Foram realizadas ‘Marchas pela Vida’. ‘Manifestações Públicas nas Ruas contra o Governo Federal’ por sua postura genocida, em inúmeras cidades brasileiras, denominadas, respectivamente, por 25M, 19J, 29J, 7S, 02O e outras. Cerimônias de denúncias contra o aumento exponencial de número de mortos pela Covid-19, com entrega de documento ao Legislativo, ao Executivo e ao Judiciário. Reivindicações de renovação e de desenvolvimento à plena potência do SUS. Argumentos e solicitações contra as iniquidades acentuadas pela pandemia, geradas por raça/cor, classe, etnia, gênero, idade, deficiências, origem geográfica e orientação sexual. Outrossim, que fossem considerados diferentes segmentos populacionais na produção de dados e estratégias de ação de enfrentamento da pandemia, em especial, a vulnerabilidade dos povos indígenas e outros grupos isolados ou de recente contato, que demandam medidas urgentes e prioritárias4.

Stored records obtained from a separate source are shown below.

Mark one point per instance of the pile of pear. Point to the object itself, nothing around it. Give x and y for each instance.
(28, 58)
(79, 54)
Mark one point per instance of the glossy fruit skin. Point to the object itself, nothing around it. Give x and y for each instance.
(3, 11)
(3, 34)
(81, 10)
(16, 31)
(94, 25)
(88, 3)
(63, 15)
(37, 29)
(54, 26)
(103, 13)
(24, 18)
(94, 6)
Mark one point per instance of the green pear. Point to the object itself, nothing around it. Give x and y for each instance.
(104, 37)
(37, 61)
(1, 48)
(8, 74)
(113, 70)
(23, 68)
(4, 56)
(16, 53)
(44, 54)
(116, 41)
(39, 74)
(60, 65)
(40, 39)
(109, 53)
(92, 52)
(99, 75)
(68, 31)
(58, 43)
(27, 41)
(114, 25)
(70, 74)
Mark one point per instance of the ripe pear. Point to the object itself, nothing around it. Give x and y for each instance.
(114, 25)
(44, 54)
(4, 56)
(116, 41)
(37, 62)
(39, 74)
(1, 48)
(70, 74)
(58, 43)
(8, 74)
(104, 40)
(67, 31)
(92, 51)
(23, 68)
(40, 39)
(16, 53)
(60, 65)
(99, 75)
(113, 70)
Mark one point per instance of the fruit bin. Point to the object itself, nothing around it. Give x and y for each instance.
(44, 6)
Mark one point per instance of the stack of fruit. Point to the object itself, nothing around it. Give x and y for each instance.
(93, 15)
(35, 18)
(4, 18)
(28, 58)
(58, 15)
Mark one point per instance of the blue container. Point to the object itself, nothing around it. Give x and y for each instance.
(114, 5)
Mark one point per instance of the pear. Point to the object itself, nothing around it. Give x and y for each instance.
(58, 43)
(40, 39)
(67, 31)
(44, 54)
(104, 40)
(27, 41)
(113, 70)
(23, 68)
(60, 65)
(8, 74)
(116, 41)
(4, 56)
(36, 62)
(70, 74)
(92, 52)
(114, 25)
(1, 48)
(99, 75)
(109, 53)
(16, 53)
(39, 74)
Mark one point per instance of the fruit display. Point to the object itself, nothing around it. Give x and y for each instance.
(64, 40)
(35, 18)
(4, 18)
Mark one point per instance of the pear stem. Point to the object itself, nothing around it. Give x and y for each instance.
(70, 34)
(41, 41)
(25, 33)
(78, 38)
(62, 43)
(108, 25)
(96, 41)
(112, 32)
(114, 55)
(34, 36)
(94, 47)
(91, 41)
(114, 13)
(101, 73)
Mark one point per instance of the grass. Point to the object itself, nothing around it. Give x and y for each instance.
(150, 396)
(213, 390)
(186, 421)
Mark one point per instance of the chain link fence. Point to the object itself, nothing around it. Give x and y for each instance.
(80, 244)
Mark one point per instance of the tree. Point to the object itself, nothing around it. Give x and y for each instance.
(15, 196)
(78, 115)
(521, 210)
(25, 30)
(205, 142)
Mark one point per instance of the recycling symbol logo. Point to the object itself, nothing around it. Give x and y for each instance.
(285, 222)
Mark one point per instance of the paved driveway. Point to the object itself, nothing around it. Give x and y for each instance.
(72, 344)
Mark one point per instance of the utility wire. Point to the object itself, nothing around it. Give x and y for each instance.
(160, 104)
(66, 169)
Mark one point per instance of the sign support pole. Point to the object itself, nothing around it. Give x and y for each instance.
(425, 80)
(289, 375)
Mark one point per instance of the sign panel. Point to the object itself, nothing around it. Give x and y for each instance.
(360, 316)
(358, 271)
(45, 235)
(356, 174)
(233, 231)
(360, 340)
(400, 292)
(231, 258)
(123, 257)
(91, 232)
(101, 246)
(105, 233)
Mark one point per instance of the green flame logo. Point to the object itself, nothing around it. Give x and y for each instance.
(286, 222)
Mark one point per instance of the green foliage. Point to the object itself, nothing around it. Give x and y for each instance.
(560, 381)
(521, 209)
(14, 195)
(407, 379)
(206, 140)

Outra medida resultante da mobilização das entidades foi a instituição de Comissão Parlamentar de Inquérito sobre a Pandemia de Covid-19 (CPI da Pandemia), em que a sociedade exige que sejam apuradas atitudes passíveis de ação criminosa por parte de autoridades federais e, em particular, pelo presidente da república, cujo descaso e abandono da população e do direito à vida, a rejeição e a demora na aquisição de vacinas foram suas tônicas, que agravaram a pandemia. As políticas implementadas por eles foram pautadas na busca pela imunidade de rebanho e na ausência de vacinas, que só facilitaram a circulação do vírus, somadas a atitudes contra todas as medidas de prevenção e segurança da população contra a Covid-19, criando falsas notícias, propalando medicamentos não reconhecidos pela ciência para tratamento de pacientes, deixando faltar medicação e equipamentos, sim, básicos para a defesa da vida, como foi o caso da falta de oxigênio, de sedativos e de material de intubação, como ocorreu no estado de Manaus5.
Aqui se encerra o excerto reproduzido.